RS: That's a great name for your next CD.
LR: "The Mad Scientist". I kind of like it.
CD Review: Here It Comes
The Daily Vault
November 20, 2000
By Christopher Thelen
I think I've heard the future of pop rock - and its name is Lee Rude.
Normally, you'd think I wouldn't jump at the chance to review a band with such a name - the context brings back memories of the time I mistakenly gave The Jerky Boys a chance. (Hoo boy, now there's the kind of mistake that follows you around like gum on your shoe.) But make no similar mistake with this group; singer/songwriter Lee Zukor and crew are serious about their craft, and their disc Here It Comes shows off the skills and maturity normally heard only on a major-label release, not on an independent disc.
Zukor proves himself to be an astute observer of modern life, love and loss throughout the course of these 12 songs. Even by taking a tongue-in-cheek look at his own job on "Song Of Nothing New," Zukor and his bandmates prove that wonderful thngs can even come out of nothing or uncertainty. This particular track is less of a complaint about the state of pop rock, but more of a whimsical slap at songwriting wanna-bes who do nothing but complain about the state of music while doing nothing themselves to change it. (And, no, I'm not indicting rock music critics like myself, nor do I think Zukor is doing this.)

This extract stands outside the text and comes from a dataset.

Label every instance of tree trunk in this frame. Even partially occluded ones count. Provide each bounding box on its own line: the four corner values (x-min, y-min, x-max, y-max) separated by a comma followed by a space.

There is much talk of love throughout Here It Comes, though it's not always of a romantic love that is verbalized. Take "Highway 65," for example. Anyone who has watched a loved one slowly waste away before their eyes will undoubtedly find this song hard to bear, as the narrator remembers someone they once knew and wishes they could replace the past: "You no longer stand and barely move your hands / Less stubborn men would never last so long / My throat is dry from all the stupid things I said / I never know what to say in times like these". Ka-pow.
Yet there are plenty of lighter moments of love throughout Here It Comes, from the promise of support even in times of trouble ("Count On Me"), the reassurances of what makes a person special to another ("That's Why," a duet with Lori Wray) and even the fear of loving someone too much ("Fearless"), Zukor and his bandmates are able to put into words what many people have trouble verbalizing - and that's no small gift.
Yet there are moments of loss scattered throughout this disc, from the hells brought on by one's own personal demons ("Unlucky") to the realization that one you love is better without you in their life ("5 AM"). A roller-coaster of emotions? Perhaps - but Lee Rude is the kind of band that can pull off these switches effortlessly, and make them sound like they were intentional all along.
Here It Comes is not the kind of disc you'd normally search for in the bins of Best Buy - but once you've heard this disc even once, you'll wonder how you ever lived without the beautiful music held within. Whoever would think that something with the surname of "rude" would be so pleasant? Lee Rude is a band that demands to be heard. All you have to do is open the door - and I'm hoping someone opens the right door for these guys... now.